Miami.- Hace unos días escuché a un pelotero cubano, hoy residente en Estados Unidos, hablar con total naturalidad de las “ventajas” de vivir en este país. Según contó, recibe 900 dólares mensuales como asistencia, sin haber tirado un chícharo en territorio estadounidense. Además, le asignan 400 dólares en bonos de comida, un apartamento otorgado por el gobierno, transporte, atención médica y medicinas gratuitas.

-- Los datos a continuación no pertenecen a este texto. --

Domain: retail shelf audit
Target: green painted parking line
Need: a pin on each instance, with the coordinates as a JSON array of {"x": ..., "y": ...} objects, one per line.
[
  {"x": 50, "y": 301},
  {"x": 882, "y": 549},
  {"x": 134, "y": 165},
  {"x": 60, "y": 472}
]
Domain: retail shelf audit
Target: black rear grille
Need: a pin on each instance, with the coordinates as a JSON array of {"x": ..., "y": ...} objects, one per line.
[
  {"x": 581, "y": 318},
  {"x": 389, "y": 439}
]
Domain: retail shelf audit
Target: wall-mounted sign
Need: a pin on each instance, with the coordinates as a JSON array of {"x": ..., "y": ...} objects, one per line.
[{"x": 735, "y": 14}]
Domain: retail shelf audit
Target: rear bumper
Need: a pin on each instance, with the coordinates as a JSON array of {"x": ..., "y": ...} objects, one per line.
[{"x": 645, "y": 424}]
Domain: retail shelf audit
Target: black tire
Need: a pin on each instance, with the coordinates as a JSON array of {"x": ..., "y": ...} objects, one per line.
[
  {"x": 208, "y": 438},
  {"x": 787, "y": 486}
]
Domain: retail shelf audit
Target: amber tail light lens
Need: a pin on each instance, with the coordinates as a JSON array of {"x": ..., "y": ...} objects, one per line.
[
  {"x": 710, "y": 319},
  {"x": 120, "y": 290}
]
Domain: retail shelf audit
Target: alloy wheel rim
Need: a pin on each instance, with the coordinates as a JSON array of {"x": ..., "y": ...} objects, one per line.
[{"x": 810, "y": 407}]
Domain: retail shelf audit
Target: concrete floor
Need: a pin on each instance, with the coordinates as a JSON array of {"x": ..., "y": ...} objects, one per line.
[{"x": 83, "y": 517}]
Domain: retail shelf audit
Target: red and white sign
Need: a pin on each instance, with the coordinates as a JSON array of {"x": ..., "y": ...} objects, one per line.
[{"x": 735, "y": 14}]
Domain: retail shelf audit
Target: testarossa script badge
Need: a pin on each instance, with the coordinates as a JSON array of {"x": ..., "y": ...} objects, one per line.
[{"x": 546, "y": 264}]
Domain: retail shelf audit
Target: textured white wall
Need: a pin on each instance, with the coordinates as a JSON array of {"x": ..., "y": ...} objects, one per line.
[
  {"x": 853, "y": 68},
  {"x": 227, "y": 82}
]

Para completar el cuadro, también le pagan el agua y la electricidad.

Todo eso, repetido así, sin contexto, suena casi a propaganda. Pero lo que realmente me llevó a la reflexión no fue el beneficio en sí, sino la pregunta inevitable que surge después: ¿Cuántos Agustín Marquetti no habrá hoy en el sur de la Florida?

Agustín Marquetti no fue un cubano cualquiera. Fue uno de los milicianos que combatió a los brigadistas que desembarcaron por Bahía de Cochinos, del lado de los castristas. Después continuó como miliciano, militó en el Partido Comunista y, para ponerle la tapa al pomo, terminó siendo miembro del Ministerio del Interior. Toda su gloria deportiva se la entregó al régimen, a Fidel Castro, y fue usado como símbolo del “hombre nuevo” que tanto vendió la propaganda oficial.

Las vueltas de la vida

Sin embargo, la historia dio un giro que ni los mejores guionistas habrían imaginado. Viejo, olvidado por el mismo sistema al que sirvió con disciplina y lealtad, Marquetti terminó viviendo en Miami, beneficiándose del mismo país que durante décadas fue presentado como el enemigo absoluto. Vive aquí, como Carmelina y como tantos otros, bajo un sistema que garantiza ayudas sociales, dignidad mínima y servicios básicos.

Y ahí está la ironía más amarga: nosotros, que en cierto sentido fuimos sus víctimas, terminamos pagando sus privilegios. Pagamos con nuestros impuestos la asistencia de quienes defendieron, sostuvieron o justificaron un régimen que nos reprimió, nos empobreció y nos obligó a emigrar. Mientras muchos cubanos que nunca tuvieron poder ni uniforme siguen luchando por sobrevivir, otros, con un pasado marcado por la represión, disfrutan hoy de los beneficios de una democracia que despreciaron durante años.

La vida, a veces, tiene un sentido del humor cruel. El castrismo no solo abandonó a sus fieles, sino que los exportó al corazón del sistema que juraron combatir. Y Estados Unidos, fiel a sus principios, no pregunta demasiado por el pasado cuando se trata de asistencia humanitaria. Ironías de la vida. Ironías del exilio. Ironías de una historia cubana que parece escrita para no cerrar nunca sus heridas.